The plan to close this gap is:

  1. A1.3 — front the VM with a global external Application Load Balancer plus a Google-managed SSL certificate. DNS for app.<domain> points at the LB.
  2. A1.2 — remove the world-open dev/internal firewall rules (the LB then becomes the only ingress path):
  3. allow-vite-dev (TCP/5173)
  4. allow-tcp-9996-9997 (TCP/9996, 9997, 3001)
  5. claim-guard-tools (TCP/9999, 9998, 8737, 5678)
  6. allow-8998, allow-8999, allow-fastapi, allow-api-8001, allow-forensic-8002, allow-n8n, rabbit-amqp, rabbit-mgmt, rabbit-prom, wma-backend-server, verifai-gateway-allow-8080, allow-8542.
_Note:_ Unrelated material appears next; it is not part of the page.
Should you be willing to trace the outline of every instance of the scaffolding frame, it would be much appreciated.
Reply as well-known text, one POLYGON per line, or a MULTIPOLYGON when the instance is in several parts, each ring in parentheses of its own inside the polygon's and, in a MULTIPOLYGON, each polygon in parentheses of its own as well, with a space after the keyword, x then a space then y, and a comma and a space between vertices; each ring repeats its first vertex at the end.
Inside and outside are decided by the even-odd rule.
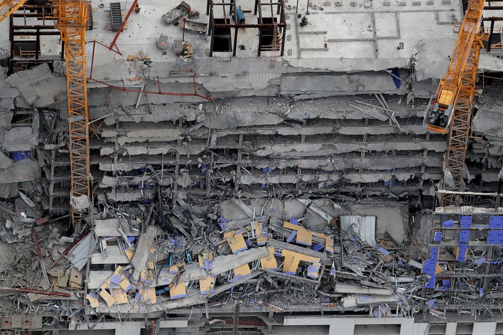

A1.3 must precede A1.2 because the rule that exposes the production API port (3001) is bundled into allow-tcp-9996-9997. Closing it before the LB takes traffic would be a production outage.

Internal service traffic

The Node.js backend talks to the on-VM Python tool services (master_tool, c2pa, dtect_image, provenance, layover) over 127.0.0.1 only. None of those calls leave the VM, so the firewall rules exposing those ports to 0.0.0.0/0 are surplus and slated for removal in A1.2.

Egress

Egress is the GCP default default-allow-egress (allow all). Tightening egress is a roadmap item (post-LB, see below).

Status

partial — verified 2026-04-29.

What's done:

  • World-open SSH and RDP eliminated; SSH gated behind IAP.
  • All firewall mutations are audit-logged with 400-day retention.
  • VM uses a known, static external IP (no risk of IP recycling exposing stale DNS).

What's still pending:

  • The application API and dev tooling ports remain world-reachable until A1.3 (HTTPS LB) lands and A1.2 (firewall closure) follows. Tracked in docs/security/HARDENING-LOG.md.

Roadmap

  • A1.3 — HTTPS LB + Google-managed cert (target: Q2 2026, blocked on hostname decision).
  • A1.2 — close all dev/internal firewall rules listed above (gated on A1.3).
  • Egress restrictions — post-LB, define an egress allow-list (Secret Manager, Cloud Logging, GCS endpoints, third-party APIs the app calls).
  • Cloud Armor / WAF — explicit non-goal until the LB is in place; will be re-evaluated for SOC 2 Type II.